With mine, I pull them at 3 weeks.. I give them a week in the brooder to get used to that and hand feeding. Then between 4 and 5 weeks I move them to a small cage if they are fully feathered. I give them millet in there and when I see them interested in that I sprinkle seeds on the bottom. Once the babies are doing well with perching on my finger, somewhere between 4 and 5 weeks, I will add a low lying perch to their cage. Usually within a couple of days I find them on it. I start giving them pieces of veggies at this time too. When they can perch well I will put in a covered water dish. When they can maneuver around the sides of the cage well, I add a higher perch and a swing and then a toy or two. I have had good luck with mine with giving them a week in between making major changes to their surroundings.


----------



## morla (Aug 15, 2011)

There so cute!


----------



## tielfan (Aug 31, 2008)

Mother Nature's plan is for chicks to start learning to feed themselves after they fledge.
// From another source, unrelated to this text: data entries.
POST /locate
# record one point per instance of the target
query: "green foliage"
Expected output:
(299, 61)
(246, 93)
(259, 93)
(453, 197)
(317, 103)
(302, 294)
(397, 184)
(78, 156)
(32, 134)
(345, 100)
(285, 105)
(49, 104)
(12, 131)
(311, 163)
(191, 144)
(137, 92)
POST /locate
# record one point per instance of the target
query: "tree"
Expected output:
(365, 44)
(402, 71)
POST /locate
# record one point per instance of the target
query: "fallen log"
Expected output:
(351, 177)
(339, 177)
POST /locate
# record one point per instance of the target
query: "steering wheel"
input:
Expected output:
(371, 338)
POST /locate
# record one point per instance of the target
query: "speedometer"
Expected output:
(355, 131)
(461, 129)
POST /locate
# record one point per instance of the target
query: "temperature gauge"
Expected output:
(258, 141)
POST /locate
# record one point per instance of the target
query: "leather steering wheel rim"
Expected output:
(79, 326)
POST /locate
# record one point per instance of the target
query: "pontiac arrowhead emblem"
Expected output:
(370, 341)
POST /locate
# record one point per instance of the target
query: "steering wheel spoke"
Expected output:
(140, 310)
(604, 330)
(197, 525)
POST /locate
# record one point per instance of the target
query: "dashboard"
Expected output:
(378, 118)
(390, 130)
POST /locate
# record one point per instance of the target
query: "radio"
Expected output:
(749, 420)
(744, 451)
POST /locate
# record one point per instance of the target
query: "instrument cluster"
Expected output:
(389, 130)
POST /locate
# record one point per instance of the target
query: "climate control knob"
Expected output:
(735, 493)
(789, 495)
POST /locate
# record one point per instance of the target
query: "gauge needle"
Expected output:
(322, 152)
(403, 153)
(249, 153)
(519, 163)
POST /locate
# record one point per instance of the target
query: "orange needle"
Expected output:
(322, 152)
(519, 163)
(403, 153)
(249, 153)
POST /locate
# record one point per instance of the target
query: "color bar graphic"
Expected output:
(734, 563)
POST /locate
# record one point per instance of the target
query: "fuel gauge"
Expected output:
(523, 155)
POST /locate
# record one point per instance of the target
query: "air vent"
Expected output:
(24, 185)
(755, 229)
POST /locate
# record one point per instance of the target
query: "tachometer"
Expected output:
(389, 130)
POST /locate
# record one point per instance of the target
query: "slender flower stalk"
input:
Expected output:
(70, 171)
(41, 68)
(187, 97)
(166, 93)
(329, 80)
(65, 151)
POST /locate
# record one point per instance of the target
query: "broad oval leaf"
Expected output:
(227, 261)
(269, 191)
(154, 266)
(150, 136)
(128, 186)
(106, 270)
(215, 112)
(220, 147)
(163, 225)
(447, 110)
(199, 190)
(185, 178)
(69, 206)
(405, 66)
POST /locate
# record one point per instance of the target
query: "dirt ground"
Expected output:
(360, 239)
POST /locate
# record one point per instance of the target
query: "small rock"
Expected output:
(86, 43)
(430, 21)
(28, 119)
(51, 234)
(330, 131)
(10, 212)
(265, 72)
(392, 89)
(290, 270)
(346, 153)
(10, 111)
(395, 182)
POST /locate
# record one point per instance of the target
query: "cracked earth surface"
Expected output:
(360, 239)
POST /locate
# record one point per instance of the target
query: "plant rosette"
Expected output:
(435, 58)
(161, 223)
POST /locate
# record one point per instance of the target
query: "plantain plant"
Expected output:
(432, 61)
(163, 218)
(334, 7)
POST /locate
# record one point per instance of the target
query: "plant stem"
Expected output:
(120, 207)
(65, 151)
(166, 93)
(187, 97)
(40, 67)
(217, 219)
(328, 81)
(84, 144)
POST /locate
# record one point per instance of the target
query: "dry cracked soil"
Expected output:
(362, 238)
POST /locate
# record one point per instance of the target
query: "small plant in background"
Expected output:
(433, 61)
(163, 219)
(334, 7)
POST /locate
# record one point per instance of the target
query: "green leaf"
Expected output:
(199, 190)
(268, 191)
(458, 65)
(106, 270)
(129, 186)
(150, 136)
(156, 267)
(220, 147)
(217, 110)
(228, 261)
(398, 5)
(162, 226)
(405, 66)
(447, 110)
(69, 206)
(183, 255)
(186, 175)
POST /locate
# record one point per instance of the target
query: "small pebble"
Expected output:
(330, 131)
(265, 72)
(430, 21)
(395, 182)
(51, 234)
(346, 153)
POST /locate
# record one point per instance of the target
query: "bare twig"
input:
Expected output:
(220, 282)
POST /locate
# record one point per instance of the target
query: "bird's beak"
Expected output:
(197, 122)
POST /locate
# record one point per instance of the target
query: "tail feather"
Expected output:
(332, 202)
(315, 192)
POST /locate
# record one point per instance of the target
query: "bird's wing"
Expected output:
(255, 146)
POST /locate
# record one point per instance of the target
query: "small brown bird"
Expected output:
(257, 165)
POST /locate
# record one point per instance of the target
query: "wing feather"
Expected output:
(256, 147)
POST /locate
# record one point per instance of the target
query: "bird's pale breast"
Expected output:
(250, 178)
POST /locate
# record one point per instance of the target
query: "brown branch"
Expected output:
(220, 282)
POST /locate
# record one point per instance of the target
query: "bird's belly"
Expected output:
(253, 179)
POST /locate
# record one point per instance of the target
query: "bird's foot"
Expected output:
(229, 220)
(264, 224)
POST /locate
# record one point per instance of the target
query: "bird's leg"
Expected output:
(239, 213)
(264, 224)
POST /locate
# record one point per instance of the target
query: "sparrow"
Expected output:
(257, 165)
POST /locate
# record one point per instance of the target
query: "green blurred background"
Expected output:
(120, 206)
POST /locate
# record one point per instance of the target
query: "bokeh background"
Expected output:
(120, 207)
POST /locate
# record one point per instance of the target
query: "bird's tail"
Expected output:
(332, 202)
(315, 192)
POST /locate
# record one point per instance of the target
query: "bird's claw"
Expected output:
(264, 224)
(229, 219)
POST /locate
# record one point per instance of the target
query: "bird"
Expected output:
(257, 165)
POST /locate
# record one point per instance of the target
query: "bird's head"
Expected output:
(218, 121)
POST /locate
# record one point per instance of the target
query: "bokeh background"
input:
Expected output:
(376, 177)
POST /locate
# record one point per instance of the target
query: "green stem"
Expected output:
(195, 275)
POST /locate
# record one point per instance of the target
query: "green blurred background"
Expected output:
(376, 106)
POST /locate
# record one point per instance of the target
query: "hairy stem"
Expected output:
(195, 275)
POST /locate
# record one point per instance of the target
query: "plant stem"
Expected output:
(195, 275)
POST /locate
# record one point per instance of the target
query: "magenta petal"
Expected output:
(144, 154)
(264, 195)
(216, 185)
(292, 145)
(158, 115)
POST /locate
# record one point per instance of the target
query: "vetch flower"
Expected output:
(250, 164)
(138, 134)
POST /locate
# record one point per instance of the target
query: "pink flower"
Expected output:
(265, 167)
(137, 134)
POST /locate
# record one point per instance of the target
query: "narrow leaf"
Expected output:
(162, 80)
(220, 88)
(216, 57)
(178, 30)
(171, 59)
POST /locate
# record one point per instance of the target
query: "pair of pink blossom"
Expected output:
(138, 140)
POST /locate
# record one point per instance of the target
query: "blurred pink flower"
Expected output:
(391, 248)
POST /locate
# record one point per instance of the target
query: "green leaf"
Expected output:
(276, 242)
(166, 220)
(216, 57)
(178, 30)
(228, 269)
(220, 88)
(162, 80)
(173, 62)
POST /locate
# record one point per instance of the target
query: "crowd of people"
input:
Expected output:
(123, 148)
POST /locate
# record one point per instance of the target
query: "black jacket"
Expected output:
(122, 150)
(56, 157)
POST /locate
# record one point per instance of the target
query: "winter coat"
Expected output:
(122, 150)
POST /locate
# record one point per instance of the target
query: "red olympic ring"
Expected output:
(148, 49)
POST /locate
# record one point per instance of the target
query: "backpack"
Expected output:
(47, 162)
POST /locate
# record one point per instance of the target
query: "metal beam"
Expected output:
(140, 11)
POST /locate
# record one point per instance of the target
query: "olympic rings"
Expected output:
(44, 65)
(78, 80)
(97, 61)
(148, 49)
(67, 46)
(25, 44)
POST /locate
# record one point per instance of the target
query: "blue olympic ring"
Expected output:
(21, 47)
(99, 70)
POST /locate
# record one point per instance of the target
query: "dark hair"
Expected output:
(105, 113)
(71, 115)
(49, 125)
I co-parent my chicks and it's easy to see when they've left the nest. It's obviously harder to tell with chicks in a brooder.

Before my chicks fledge, I put them in a small carrier with seed and pellets sprinkled on the bottom when I take them out of the nest for handfeeding. They're interested in this food prior to fledging, but I don't make a serious effort to encourage self-feeding until after they've fledged.


----------



## lperry82 (Aug 2, 2010)

It was about 4 weeks when mine was trying food since they watched mom and dad eat their veg
I also remember ginny attacked the water and she got a shock ha ha bless her


----------



## geenz (Apr 4, 2011)

Hahaha awww silly little Ginny  Ok I'll pick up some millet today for them, they were keen for a feed this morning when I got up! Now they're happily snuggling together in the brooder


----------